In details, in the V5_no-HOLD condition strong correlations were found at the intra-hemispheric level, in the left hemisphere more than in the right hemisphere, identifying a frontoparietal network (L-BA10, L-BA9, L-BA8 ↔ L-BA7, L-BA39, L-BA40) and a sensorimotor network (L-BA3 ↔ L-BA6) in the left hemisphere, and two networks, i.e., sensorimotor (R-BA3 ↔ R-BA4, R-BA6) and parietal-associative (R-BA7 ↔ R-BA39) in the right hemisphere. Moderate inter-hemispheric FC was found among fronto-parietal cortical areas.

In the V5_HOLD condition, a spread and moderate intra-hemispheric FC was observed in the left hemisphere; in the right hemisphere, FC was reduced and revealed a frontal network (R-BA10, R-BA9, R-BA8 ↔ R-BA6) and a parietal network (R-BA7 ↔ R-BA39). At the inter-hemispheric level, FC was similar to the corresponding no-HOLD condition.

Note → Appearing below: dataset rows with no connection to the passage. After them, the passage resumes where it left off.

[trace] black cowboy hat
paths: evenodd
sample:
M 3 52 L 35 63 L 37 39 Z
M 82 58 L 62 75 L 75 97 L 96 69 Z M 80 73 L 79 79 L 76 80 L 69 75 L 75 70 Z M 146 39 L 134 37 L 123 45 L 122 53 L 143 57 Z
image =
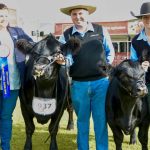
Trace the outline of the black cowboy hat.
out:
M 132 11 L 130 12 L 133 17 L 141 18 L 142 16 L 150 15 L 150 2 L 143 3 L 140 9 L 140 15 L 135 15 Z
M 92 14 L 95 12 L 96 7 L 95 6 L 90 6 L 90 5 L 74 5 L 66 8 L 61 8 L 60 11 L 66 15 L 70 16 L 71 10 L 73 9 L 85 9 L 89 12 L 89 14 Z

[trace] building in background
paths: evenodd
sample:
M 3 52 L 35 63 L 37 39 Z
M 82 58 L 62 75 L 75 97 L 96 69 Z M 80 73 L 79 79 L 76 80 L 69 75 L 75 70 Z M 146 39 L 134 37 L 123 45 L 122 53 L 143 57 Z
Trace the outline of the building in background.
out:
M 17 26 L 17 12 L 15 9 L 11 9 L 9 8 L 8 9 L 8 12 L 9 12 L 9 17 L 10 17 L 10 25 L 11 26 Z

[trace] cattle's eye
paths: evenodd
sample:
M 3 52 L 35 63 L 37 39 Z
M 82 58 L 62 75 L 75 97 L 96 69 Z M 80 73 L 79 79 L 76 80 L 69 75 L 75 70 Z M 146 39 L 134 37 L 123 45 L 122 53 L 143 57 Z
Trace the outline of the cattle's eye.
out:
M 36 59 L 36 63 L 48 65 L 50 61 L 49 59 L 47 59 L 47 57 L 39 57 L 38 59 Z

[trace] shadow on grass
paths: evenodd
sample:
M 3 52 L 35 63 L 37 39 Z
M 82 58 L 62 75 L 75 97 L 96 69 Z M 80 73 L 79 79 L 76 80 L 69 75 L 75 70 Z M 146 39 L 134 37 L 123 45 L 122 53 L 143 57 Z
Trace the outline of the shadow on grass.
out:
M 50 139 L 45 143 L 49 136 L 48 126 L 36 127 L 32 137 L 32 150 L 49 150 Z M 13 126 L 13 136 L 11 142 L 12 150 L 23 150 L 25 143 L 25 128 L 22 124 Z M 57 143 L 59 150 L 75 150 L 76 134 L 67 131 L 65 128 L 59 130 L 57 135 Z

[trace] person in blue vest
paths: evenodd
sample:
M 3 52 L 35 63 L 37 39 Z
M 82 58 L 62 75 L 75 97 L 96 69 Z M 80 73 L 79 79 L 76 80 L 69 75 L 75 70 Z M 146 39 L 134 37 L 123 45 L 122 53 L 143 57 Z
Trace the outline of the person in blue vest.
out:
M 105 114 L 106 91 L 109 85 L 107 66 L 114 60 L 114 48 L 107 30 L 88 21 L 95 6 L 77 4 L 61 8 L 71 17 L 73 26 L 59 38 L 65 44 L 77 38 L 81 47 L 67 52 L 70 66 L 71 98 L 77 115 L 78 150 L 89 150 L 90 117 L 94 122 L 96 150 L 108 150 L 108 131 Z
M 147 98 L 150 110 L 150 2 L 141 5 L 139 15 L 135 15 L 133 12 L 131 12 L 131 15 L 143 23 L 143 29 L 132 39 L 130 58 L 138 61 L 141 61 L 141 57 L 146 58 L 141 63 L 146 71 L 146 85 L 149 91 Z
M 24 79 L 25 55 L 16 46 L 19 39 L 33 42 L 21 28 L 9 26 L 8 7 L 0 3 L 0 149 L 2 150 L 10 150 L 12 114 Z

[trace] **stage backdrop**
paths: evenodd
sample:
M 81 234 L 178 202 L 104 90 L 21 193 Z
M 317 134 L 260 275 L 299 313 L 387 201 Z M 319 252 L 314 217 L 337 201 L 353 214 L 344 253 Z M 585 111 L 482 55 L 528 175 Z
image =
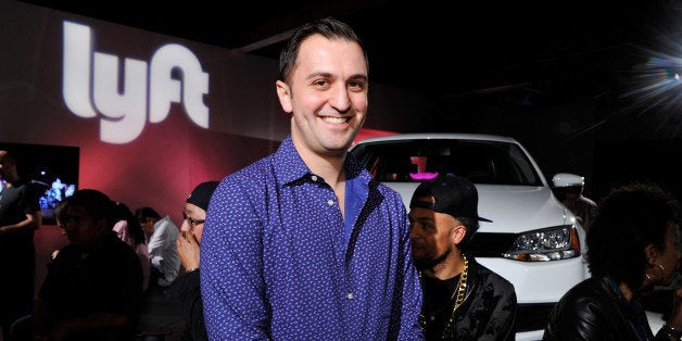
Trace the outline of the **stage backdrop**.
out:
M 0 0 L 0 142 L 77 148 L 78 188 L 178 226 L 197 184 L 289 132 L 275 60 L 10 0 Z M 424 106 L 378 84 L 369 96 L 363 137 L 400 131 Z

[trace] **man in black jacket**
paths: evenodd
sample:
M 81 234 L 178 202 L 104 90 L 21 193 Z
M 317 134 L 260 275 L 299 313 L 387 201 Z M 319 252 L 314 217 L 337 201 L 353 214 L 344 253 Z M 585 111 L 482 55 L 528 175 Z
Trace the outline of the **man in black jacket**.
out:
M 514 285 L 467 255 L 479 228 L 478 191 L 446 175 L 422 182 L 409 204 L 413 255 L 424 291 L 427 340 L 514 340 Z

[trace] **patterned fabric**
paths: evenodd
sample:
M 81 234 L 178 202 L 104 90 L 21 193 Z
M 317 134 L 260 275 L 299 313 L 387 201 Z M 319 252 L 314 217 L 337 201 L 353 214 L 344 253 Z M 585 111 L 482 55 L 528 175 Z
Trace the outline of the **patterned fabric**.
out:
M 462 305 L 455 311 L 455 328 L 446 328 L 452 316 L 455 300 L 450 300 L 457 285 L 458 276 L 441 281 L 422 276 L 425 304 L 422 315 L 426 323 L 427 340 L 514 340 L 516 336 L 516 291 L 514 285 L 480 265 L 472 256 L 469 260 L 467 293 Z M 434 302 L 432 294 L 439 288 L 444 289 L 449 302 L 431 312 Z M 431 299 L 430 301 L 426 301 Z M 431 315 L 433 319 L 431 320 Z
M 402 199 L 352 159 L 345 177 L 345 222 L 291 137 L 222 181 L 201 244 L 211 340 L 421 339 Z

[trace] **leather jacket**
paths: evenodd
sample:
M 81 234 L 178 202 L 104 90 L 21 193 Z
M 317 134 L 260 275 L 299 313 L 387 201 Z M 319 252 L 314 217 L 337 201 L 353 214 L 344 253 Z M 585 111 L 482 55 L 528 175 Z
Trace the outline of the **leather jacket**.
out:
M 466 296 L 454 316 L 454 328 L 445 328 L 452 306 L 426 321 L 427 340 L 514 340 L 516 332 L 516 290 L 514 285 L 468 256 L 468 285 Z M 425 275 L 426 276 L 426 275 Z M 424 292 L 425 300 L 429 292 Z M 422 317 L 428 305 L 422 305 Z
M 661 334 L 660 340 L 669 340 Z M 592 277 L 571 288 L 550 314 L 543 340 L 659 340 L 637 299 L 628 301 L 618 285 Z

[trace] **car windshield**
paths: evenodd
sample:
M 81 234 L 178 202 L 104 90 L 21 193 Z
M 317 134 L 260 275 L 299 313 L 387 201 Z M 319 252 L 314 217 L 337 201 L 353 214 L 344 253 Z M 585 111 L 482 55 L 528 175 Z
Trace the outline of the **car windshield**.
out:
M 421 139 L 359 143 L 351 150 L 375 179 L 417 182 L 442 174 L 473 184 L 542 186 L 526 153 L 514 143 Z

Examining BA-to-BA FC in the V3_no-HOLD condition, FC was found to be reduced than in the V5_no-HOLD condition, with moderate correlation between motor cortical areas (L-BA4 ↔ L-BA6). In the right hemisphere, fronto-parietal cortical areas showed strong or moderate correlation (R-BA9 ↔ R-BA3, R-BA4, R-BA6, R-BA7, R-BA39, R-BA40). In contrast, a comparable analysis of FC when participants were walking at 3 km/h holding onto the treadmill handrails (V3_HOLD) did not identify any connectivity in the prefrontal and parietal cortical areas, but a cluster of FC was identified in the sensorimotor cortical areas (L-BA4 ↔ L-BA3, L-BA6; R-BA3 ↔ R-BA4). Considering inter-hemispheric FC, one small cluster of strong FC was found in the prefrontal cortical areas (L-BA10 ↔ R-BA10). In addition, a moderate FC was observed among sensorimotor areas of the two hemispheres.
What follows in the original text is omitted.